DRTO builds f-divergence sets on span-level losses to make token RLHF consistent under prompt shifts.

A machine-rendered reading of the paper's core claim, the machinery that carries it, and where it could break.

Large language models often fail on reasoning tasks after small changes in prompt wording or format. The paper proposes Distributionally Robust Token Optimization to combine token-level RLHF with distributionally robust optimization. It constructs f-divergence ambiguity sets around span-level actor losses to focus training effort on the hardest response segments. This produces measurable gains on shifted versions of reasoning benchmarks. The result is a policy that maintains accuracy when user inputs deviate from the training distribution.

Core claim

DRTO constructs f-divergence ambiguity sets over span-level actor losses to emphasize difficult response segments during policy optimization, yielding greater consistency under distribution shifts on multi-step reasoning tasks.

What carries the argument

f-divergence ambiguity sets over span-level actor losses, which bound worst-case losses and steer optimization toward harder segments.

Load-bearing premise

That f-divergence ambiguity sets constructed over span-level actor losses will reliably capture and mitigate the distribution shifts that occur in real user prompts on reasoning problems.

What would settle it

No gain or a loss in accuracy on a held-out collection of reworded MATH-500 and LiveCodeBench prompts when DRTO is compared with standard token-level RLHF.

Figures

Figures reproduced from arXiv: 2604.08577 by Ioannis Ch. Paschalidis, Jiaming Hu, Yeping Jin.

Figure 1
Figure 1. Figure 1: Visualization of DRTO performance on five benchmarks under distribution shifts. • Empirical improvements under distribution shifts. Our practical implementations of KL-DRTO and χ 2 - DRTO use the same training pipeline as standard RTO, with little to no additional runtime or compute cost. Empirically, both methods yield more consistent per￾formance under linguistic and symbolic shifts on math reasoning tas… view at source ↗
Figure 2
Figure 2. Figure 2: Training dynamics comparison across methods. In-distribution case. To verify that the robustness￾oriented objectives do not distort the model behavior on the training distribution, we additionally evaluate an in￾distribution setting, where we train on the GSM8K training split and evaluate on the corresponding test split [PITH_FULL_IMAGE:figures/full_fig_p007_2.png] view at source ↗
read the original abstract

Large Language Models (LLMs) tend to respond correctly to prompts that align well with the data they were trained and fine-tuned on. Yet, small shifts in wording, format, or language can trigger surprisingly large failures, especially on multi-step reasoning problems. To address this problem, we propose a Distributionally Robust Token Optimization (DRTO) approach, which combines token-level Reinforcement Learning from Human Feedback (RLHF) with Distributionally Robust Optimization (DRO). DRTO constructs f-divergence ambiguity sets over span-level actor losses, providing a principled way to emphasize difficult response segments during policy optimization. Empirically, DRTO enhances consistency under distribution shifts in multiple reasoning benchmarks among different tasks, achieving $+4.4$ percentage points on MATH-500 and $+2.7$ percentage points on LiveCodeBench over standard RTO.

Editorial analysis

A structured set of objections, weighed in public.

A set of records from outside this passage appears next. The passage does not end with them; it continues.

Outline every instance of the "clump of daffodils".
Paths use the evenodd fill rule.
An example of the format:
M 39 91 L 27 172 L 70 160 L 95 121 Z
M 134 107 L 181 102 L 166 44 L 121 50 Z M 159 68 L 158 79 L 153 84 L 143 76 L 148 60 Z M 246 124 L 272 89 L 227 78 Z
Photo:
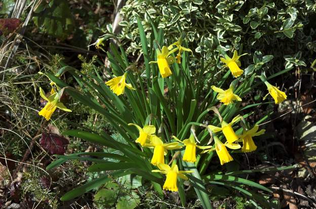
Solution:
M 159 71 L 163 78 L 169 77 L 172 74 L 170 65 L 173 64 L 175 61 L 175 58 L 172 55 L 174 53 L 178 51 L 176 56 L 177 62 L 178 63 L 181 63 L 181 55 L 183 52 L 190 52 L 193 53 L 190 49 L 182 47 L 181 45 L 181 44 L 182 39 L 180 38 L 177 41 L 169 46 L 169 47 L 167 47 L 165 46 L 163 46 L 161 51 L 157 46 L 155 46 L 157 60 L 149 62 L 149 64 L 156 63 L 158 65 Z M 173 49 L 174 46 L 175 46 L 176 47 Z
M 92 45 L 95 46 L 95 47 L 97 49 L 101 49 L 104 50 L 102 46 L 104 46 L 103 41 L 105 39 L 105 37 L 98 38 Z M 188 52 L 191 53 L 191 54 L 192 54 L 192 51 L 190 49 L 182 46 L 182 36 L 177 41 L 171 44 L 168 47 L 165 46 L 163 46 L 161 50 L 156 46 L 156 43 L 154 44 L 155 44 L 154 47 L 156 52 L 156 60 L 150 62 L 149 63 L 155 63 L 157 65 L 162 78 L 166 78 L 172 75 L 173 72 L 171 68 L 171 65 L 176 62 L 177 63 L 181 63 L 181 55 L 184 52 Z M 177 54 L 175 57 L 174 53 L 176 52 L 177 52 Z M 241 63 L 240 58 L 246 54 L 239 55 L 237 51 L 235 51 L 232 58 L 229 57 L 224 53 L 223 54 L 224 58 L 221 58 L 220 60 L 225 64 L 224 66 L 229 68 L 233 76 L 235 78 L 240 76 L 243 74 L 243 70 L 240 68 Z M 127 82 L 127 79 L 131 78 L 130 77 L 128 76 L 128 73 L 131 71 L 129 70 L 132 69 L 132 68 L 136 68 L 136 66 L 132 66 L 129 68 L 129 67 L 125 69 L 126 72 L 123 73 L 123 75 L 114 77 L 105 82 L 105 85 L 117 96 L 123 95 L 126 88 L 131 90 L 136 90 L 134 87 L 137 88 L 137 86 L 133 87 L 131 84 Z M 286 99 L 287 95 L 285 93 L 280 90 L 278 88 L 269 83 L 267 81 L 265 75 L 264 74 L 261 76 L 260 78 L 266 86 L 269 94 L 274 100 L 275 104 L 279 104 Z M 242 81 L 243 80 L 243 78 L 235 79 L 234 81 L 232 81 L 232 83 L 235 83 L 235 81 Z M 133 81 L 134 80 L 132 80 Z M 163 80 L 162 80 L 163 81 Z M 170 80 L 172 80 L 171 79 Z M 133 85 L 136 85 L 134 82 L 133 81 L 132 83 Z M 168 83 L 169 85 L 169 83 Z M 38 112 L 38 114 L 44 116 L 47 120 L 51 118 L 52 115 L 56 108 L 60 109 L 65 111 L 71 111 L 71 110 L 67 108 L 60 102 L 60 99 L 62 95 L 63 91 L 60 90 L 58 87 L 56 85 L 56 83 L 53 82 L 51 82 L 51 85 L 52 86 L 52 90 L 51 91 L 50 95 L 47 97 L 44 90 L 42 88 L 40 88 L 41 96 L 47 101 L 48 103 L 44 108 Z M 228 105 L 242 101 L 242 98 L 239 95 L 235 94 L 235 92 L 234 92 L 234 86 L 235 85 L 231 84 L 229 88 L 226 90 L 220 89 L 214 85 L 212 86 L 211 88 L 213 91 L 218 93 L 216 98 L 219 100 L 220 102 L 222 103 L 224 105 Z M 57 88 L 56 91 L 54 89 L 54 86 Z M 143 88 L 142 86 L 141 87 Z M 163 85 L 161 87 L 164 87 Z M 138 92 L 136 93 L 137 93 Z M 145 94 L 144 94 L 144 97 L 145 97 Z M 124 101 L 125 102 L 125 101 Z M 237 104 L 239 104 L 237 103 Z M 229 107 L 228 106 L 227 108 Z M 231 152 L 230 150 L 241 149 L 240 150 L 242 152 L 250 152 L 254 151 L 257 149 L 257 146 L 256 146 L 252 137 L 263 134 L 265 132 L 264 130 L 258 131 L 259 129 L 258 126 L 254 126 L 252 129 L 248 130 L 242 125 L 243 128 L 243 133 L 241 135 L 238 135 L 235 133 L 233 126 L 240 120 L 243 120 L 242 116 L 238 115 L 234 117 L 230 122 L 227 122 L 222 119 L 219 111 L 215 107 L 212 107 L 210 109 L 212 109 L 218 116 L 220 119 L 220 127 L 217 127 L 213 125 L 206 126 L 200 124 L 202 127 L 207 128 L 212 137 L 211 139 L 214 139 L 213 145 L 211 145 L 212 141 L 210 140 L 210 142 L 207 144 L 208 146 L 200 146 L 198 145 L 196 142 L 199 144 L 201 143 L 194 132 L 190 135 L 188 139 L 184 140 L 181 139 L 182 140 L 181 141 L 176 136 L 172 136 L 173 138 L 176 141 L 165 143 L 165 142 L 168 141 L 169 139 L 167 139 L 166 140 L 164 137 L 163 135 L 159 131 L 156 135 L 156 130 L 155 126 L 148 124 L 148 123 L 150 124 L 150 121 L 148 122 L 146 120 L 146 124 L 137 124 L 133 123 L 128 124 L 129 126 L 135 127 L 138 132 L 138 137 L 137 138 L 135 137 L 136 139 L 132 139 L 132 140 L 135 140 L 135 143 L 141 146 L 140 148 L 142 149 L 142 150 L 144 150 L 146 151 L 145 153 L 146 154 L 149 153 L 148 156 L 146 155 L 144 155 L 144 156 L 146 157 L 148 157 L 148 159 L 150 159 L 151 157 L 150 163 L 152 165 L 156 166 L 159 169 L 159 170 L 153 170 L 151 171 L 166 175 L 166 179 L 163 185 L 164 189 L 173 192 L 177 191 L 178 190 L 177 186 L 178 178 L 187 180 L 188 178 L 186 175 L 187 175 L 186 174 L 192 172 L 190 171 L 179 171 L 176 160 L 175 160 L 175 159 L 178 157 L 178 154 L 180 154 L 180 156 L 182 155 L 182 160 L 183 161 L 193 163 L 196 162 L 197 155 L 215 151 L 219 159 L 220 164 L 222 165 L 225 163 L 233 160 L 233 158 L 230 153 Z M 227 110 L 229 110 L 229 109 Z M 134 119 L 133 118 L 133 120 Z M 136 130 L 135 129 L 135 130 Z M 168 132 L 168 131 L 167 131 L 166 132 Z M 181 132 L 181 131 L 180 131 Z M 239 133 L 238 132 L 237 133 Z M 222 140 L 219 139 L 220 138 L 222 139 L 221 137 L 219 138 L 216 136 L 219 133 L 223 135 L 221 136 L 222 137 Z M 175 133 L 173 134 L 175 134 Z M 170 138 L 171 134 L 169 135 L 167 134 L 166 135 L 168 135 L 167 137 Z M 182 137 L 184 136 L 184 135 L 182 136 Z M 243 143 L 242 147 L 239 144 L 239 142 L 241 142 Z M 151 151 L 150 149 L 153 150 Z M 173 163 L 172 165 L 170 166 L 168 164 L 168 162 L 167 162 L 167 160 L 165 159 L 165 156 L 168 153 L 169 150 L 183 150 L 183 149 L 184 149 L 184 152 L 177 151 L 176 154 L 175 154 L 172 159 L 169 161 L 169 164 Z M 171 152 L 169 151 L 169 152 Z M 180 153 L 181 154 L 179 154 Z M 168 158 L 166 157 L 166 158 L 168 159 Z M 152 166 L 149 164 L 149 161 L 147 164 L 149 166 Z M 181 165 L 181 164 L 180 164 Z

Desk editor's note, referee report, simulated authors' rebuttal, and a circularity audit. Tearing a paper down is the easy half of reading it; the pith above is the substance, this is the friction.

Referee Report

2 major / 1 minor

Summary. The paper proposes Distributionally Robust Token Optimization (DRTO), which augments token-level RLHF with DRO by constructing f-divergence ambiguity sets over span-level actor losses. The goal is to emphasize difficult response segments and improve policy robustness to prompt distribution shifts (wording, format) on reasoning tasks. Empirically, DRTO is reported to outperform standard RTO by +4.4 percentage points on MATH-500 and +2.7 percentage points on LiveCodeBench.

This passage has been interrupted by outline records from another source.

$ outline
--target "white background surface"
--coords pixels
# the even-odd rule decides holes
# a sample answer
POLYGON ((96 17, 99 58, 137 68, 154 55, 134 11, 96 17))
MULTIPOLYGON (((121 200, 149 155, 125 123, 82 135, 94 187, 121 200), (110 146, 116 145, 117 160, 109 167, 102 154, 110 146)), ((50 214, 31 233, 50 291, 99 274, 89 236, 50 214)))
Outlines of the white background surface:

Significance. If the gains can be shown to arise specifically from the f-divergence mechanism rather than generic token-level regularization, the work would offer a principled extension of RLHF that addresses a practically important failure mode in LLMs. The approach could influence robustness techniques in alignment research, provided the span-level construction aligns with real prompt-shift failure modes.

major comments (2)
  1. [Abstract] Abstract: the central claim that f-divergence ambiguity sets over span-level actor losses produce robustness to prompt shifts is load-bearing, yet no definition of span boundaries, no closed-form or algorithmic description of the inner maximization, and no ablation isolating the DRO term from the base RTO objective are supplied; without these the reported +4.4 pp and +2.7 pp deltas cannot be attributed to distributional robustness rather than additional optimization pressure on difficult tokens.
  2. [Empirical evaluation] Empirical evaluation: the abstract reports clear deltas on MATH-500 and LiveCodeBench but supplies neither error bars, ablation tables separating DRO from token-level RL, nor verification that ambiguity-set radii were not tuned post-hoc to the test shifts; this directly undermines the claim that the method enhances consistency under distribution shifts.
minor comments (1)
  1. [Abstract] The phrase 'among different tasks' in the abstract is ambiguous; clarify which tasks and shifts are evaluated.

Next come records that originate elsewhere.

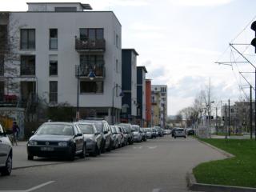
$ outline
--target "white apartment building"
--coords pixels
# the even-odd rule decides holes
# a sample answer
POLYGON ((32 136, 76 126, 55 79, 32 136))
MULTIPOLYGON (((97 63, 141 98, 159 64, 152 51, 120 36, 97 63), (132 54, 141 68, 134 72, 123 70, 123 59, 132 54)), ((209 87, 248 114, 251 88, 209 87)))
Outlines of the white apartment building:
MULTIPOLYGON (((166 124, 167 119, 167 86, 166 85, 152 85, 151 86, 151 98, 152 103, 157 103, 158 105, 158 111, 157 117, 159 120, 160 126, 164 128, 166 124), (158 101, 155 101, 158 99, 158 101)), ((152 112, 155 111, 155 106, 152 105, 152 112)), ((152 114, 154 118, 155 115, 152 114)))
POLYGON ((115 14, 78 2, 27 4, 26 12, 0 13, 0 38, 15 56, 0 57, 1 98, 27 102, 36 94, 50 106, 78 108, 81 118, 118 119, 122 99, 113 89, 122 86, 122 26, 115 14))

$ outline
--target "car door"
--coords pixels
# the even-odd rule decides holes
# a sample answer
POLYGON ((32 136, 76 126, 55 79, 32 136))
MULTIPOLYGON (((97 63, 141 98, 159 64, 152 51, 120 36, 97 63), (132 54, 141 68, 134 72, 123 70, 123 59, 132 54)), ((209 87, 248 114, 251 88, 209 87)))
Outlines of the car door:
POLYGON ((80 130, 79 128, 77 126, 74 126, 74 141, 77 147, 77 151, 82 150, 82 146, 83 146, 83 138, 82 136, 78 136, 78 134, 82 134, 82 131, 80 130))
POLYGON ((6 137, 7 136, 4 134, 2 127, 0 126, 0 166, 6 164, 10 147, 6 137))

Simulated Author's Rebuttal

2 responses · 0 unresolved

We thank the referee for the constructive feedback on our work. The comments highlight important areas for improving clarity and empirical rigor, and we will revise the manuscript to address them directly.

read point-by-point responses
  1. Referee: [Abstract] Abstract: the central claim that f-divergence ambiguity sets over span-level actor losses produce robustness to prompt shifts is load-bearing, yet no definition of span boundaries, no closed-form or algorithmic description of the inner maximization, and no ablation isolating the DRO term from the base RTO objective are supplied; without these the reported +4.4 pp and +2.7 pp deltas cannot be attributed to distributional robustness rather than additional optimization pressure on difficult tokens.

    Authors: We agree that the abstract is too concise and that these details are essential for attributing the gains. In the revision we will expand the abstract to define span boundaries explicitly (as contiguous token groups aligned with reasoning steps), provide the closed-form dual solution for the inner maximization over the f-divergence ball, and include a new ablation table that isolates the DRO regularizer from the base token-level RL objective. These additions will make clear that the reported improvements arise from the worst-case emphasis within the ambiguity set rather than generic token-level pressure. revision: yes

  2. Referee: [Empirical evaluation] Empirical evaluation: the abstract reports clear deltas on MATH-500 and LiveCodeBench but supplies neither error bars, ablation tables separating DRO from token-level RL, nor verification that ambiguity-set radii were not tuned post-hoc to the test shifts; this directly undermines the claim that the method enhances consistency under distribution shifts.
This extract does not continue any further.